Mistress Pryor frémit et frissonna comme si un doigt rude eût pressé sur un nerf à nu. Caroline comprit qu’elle avait touché le point douloureux.

« Mon mariage a été malheureux, dit la dame, réunissant tout son courage ; mais cependant… Elle hésita.

— Mais cependant, demanda Caroline, pas entièrement misérable ?

— Non, pas dans ses résultats, au moins ; non, ajouta-t-elle d’un ton plus doux. Dieu mêle quelquefois un peu du baume de sa miséricorde dans la fiole des plus corrosifs malheurs. Il peut à son gré diriger les événements, et, de l’aveugle et folle action d’où est sortie la malédiction de la moitié de notre vie, faire couler la bénédiction de notre vieillesse. D’ailleurs, je suis d’une nature exceptionnelle, j’en conviens : d’humeur peu facile, sans adresse, et excentrique en quelques points, je n’eusse jamais dû me marier ; mon caractère n’est pas de ceux qui trouvent facilement leur pareil, ni qui puissent s’assimiler avec leur contraste. Je connaissais parfaitement ma propre inaptitude pour la vie commune, et, si je n’avais pas été si malheureuse comme gouvernante, je ne me serais jamais mariée. Et puis… »

Les regards de Caroline la priaient de continuer : ils la pressaient de déchirer ce nuage de désespoir que ses précédentes paroles avaient semblé jeter sur son existence.

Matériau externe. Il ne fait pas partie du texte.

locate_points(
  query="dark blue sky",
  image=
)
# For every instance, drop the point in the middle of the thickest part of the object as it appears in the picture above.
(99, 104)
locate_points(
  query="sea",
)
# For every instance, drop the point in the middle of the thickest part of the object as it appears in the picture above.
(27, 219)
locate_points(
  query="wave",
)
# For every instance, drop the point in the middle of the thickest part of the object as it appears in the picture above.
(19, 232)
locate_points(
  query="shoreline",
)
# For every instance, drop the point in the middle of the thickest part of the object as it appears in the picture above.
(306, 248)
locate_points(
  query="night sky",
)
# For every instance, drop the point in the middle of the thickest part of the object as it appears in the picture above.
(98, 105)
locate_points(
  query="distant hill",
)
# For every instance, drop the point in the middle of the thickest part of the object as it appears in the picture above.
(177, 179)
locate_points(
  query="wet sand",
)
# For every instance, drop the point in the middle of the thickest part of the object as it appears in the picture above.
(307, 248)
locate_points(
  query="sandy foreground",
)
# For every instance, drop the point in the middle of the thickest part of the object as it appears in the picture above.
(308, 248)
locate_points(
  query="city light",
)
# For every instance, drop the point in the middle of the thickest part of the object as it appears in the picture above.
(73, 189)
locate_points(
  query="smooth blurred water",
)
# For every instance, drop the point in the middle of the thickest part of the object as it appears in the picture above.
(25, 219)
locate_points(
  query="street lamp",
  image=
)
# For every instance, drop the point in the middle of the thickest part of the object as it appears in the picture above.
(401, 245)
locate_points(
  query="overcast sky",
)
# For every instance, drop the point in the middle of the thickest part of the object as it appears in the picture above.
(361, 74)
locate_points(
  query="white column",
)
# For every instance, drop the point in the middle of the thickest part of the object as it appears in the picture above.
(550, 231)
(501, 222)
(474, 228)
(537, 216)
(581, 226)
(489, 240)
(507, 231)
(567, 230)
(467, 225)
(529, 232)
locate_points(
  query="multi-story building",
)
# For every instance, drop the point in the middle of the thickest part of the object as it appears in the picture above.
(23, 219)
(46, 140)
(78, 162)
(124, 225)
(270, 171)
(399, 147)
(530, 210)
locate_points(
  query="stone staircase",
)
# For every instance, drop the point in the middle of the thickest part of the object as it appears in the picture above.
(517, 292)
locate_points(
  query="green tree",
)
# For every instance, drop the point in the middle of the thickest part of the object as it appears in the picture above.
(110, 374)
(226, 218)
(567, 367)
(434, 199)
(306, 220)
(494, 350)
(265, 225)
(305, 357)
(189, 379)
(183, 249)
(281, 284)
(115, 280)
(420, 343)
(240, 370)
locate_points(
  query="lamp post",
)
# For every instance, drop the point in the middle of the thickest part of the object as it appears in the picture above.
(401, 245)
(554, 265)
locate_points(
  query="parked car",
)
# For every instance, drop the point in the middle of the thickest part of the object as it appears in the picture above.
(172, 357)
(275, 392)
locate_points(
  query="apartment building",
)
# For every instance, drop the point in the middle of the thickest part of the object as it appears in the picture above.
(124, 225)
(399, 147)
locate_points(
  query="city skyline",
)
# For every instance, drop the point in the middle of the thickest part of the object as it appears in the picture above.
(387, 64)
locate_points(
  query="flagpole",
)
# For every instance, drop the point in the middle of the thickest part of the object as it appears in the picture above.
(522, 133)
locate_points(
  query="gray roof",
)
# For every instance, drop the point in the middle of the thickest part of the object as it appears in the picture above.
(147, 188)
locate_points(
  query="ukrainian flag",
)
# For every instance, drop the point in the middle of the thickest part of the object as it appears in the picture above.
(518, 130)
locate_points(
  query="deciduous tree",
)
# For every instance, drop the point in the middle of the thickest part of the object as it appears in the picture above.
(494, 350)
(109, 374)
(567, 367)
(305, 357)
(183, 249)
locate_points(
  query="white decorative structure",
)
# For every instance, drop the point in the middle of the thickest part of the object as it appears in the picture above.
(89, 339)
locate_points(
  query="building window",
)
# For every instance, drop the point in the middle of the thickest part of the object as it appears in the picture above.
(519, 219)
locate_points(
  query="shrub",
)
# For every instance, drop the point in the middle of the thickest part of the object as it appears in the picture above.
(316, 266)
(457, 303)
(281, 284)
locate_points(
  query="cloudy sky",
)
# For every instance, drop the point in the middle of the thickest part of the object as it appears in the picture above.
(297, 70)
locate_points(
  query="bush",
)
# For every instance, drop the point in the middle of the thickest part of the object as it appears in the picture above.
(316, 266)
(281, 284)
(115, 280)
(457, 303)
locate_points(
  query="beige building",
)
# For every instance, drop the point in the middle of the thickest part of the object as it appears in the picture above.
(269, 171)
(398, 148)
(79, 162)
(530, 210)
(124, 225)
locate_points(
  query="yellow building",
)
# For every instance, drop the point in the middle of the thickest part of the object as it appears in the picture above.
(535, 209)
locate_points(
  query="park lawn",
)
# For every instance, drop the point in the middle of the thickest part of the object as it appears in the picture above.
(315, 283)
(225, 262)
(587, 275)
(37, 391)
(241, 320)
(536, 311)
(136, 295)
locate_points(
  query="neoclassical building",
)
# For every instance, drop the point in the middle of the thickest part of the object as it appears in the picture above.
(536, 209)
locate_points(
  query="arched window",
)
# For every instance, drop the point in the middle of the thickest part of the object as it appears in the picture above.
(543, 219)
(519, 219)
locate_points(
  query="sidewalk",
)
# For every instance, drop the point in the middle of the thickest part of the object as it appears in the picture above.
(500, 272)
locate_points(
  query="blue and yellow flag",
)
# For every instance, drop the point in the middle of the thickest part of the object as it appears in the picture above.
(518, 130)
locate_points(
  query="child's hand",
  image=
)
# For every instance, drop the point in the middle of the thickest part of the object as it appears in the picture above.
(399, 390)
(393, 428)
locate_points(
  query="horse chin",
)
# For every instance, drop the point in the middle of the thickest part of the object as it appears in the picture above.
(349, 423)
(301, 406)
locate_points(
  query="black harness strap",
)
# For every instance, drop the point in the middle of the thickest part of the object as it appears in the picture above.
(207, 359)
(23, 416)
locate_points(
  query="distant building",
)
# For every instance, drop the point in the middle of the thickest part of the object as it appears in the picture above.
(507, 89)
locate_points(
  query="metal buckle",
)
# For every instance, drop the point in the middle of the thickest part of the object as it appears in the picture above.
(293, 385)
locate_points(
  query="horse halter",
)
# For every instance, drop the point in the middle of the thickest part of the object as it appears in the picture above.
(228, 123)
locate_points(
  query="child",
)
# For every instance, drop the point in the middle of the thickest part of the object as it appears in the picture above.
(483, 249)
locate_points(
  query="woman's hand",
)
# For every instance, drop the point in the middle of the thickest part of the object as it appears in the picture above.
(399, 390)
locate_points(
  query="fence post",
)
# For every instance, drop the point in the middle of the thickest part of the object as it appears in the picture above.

« Et puis, ma chère, M…, c’est-à-dire le gentleman que j’épousai, était peut-être d’un caractère plus exceptionnel que commun. J’espère du moins que peu de femmes ont eu des épreuves semblables à la mienne, que peu ont ressenti leurs souffrances comme j’ai ressenti les miennes : elles furent bien près d’ébranler ma raison ; ma situation était si désespérée ! le remède était si impossible ! Mais, ma chère, je n’ai pas l’intention de vous décourager ; je désire seulement vous donner un avertissement, et vous prouver que les célibataires ne doivent pas trop anxieusement désirer de changer leur position, souvent pour une plus mauvaise.

— Merci, chère madame. Je comprends parfaitement vos bonnes intentions ; mais il n’y a aucune crainte que je tombe dans l’erreur que vous me signalez. Je n’ai, du moins, aucune pensée de mariage, et, pour cette raison, j’ai besoin de me créer une position par quelque autre moyen.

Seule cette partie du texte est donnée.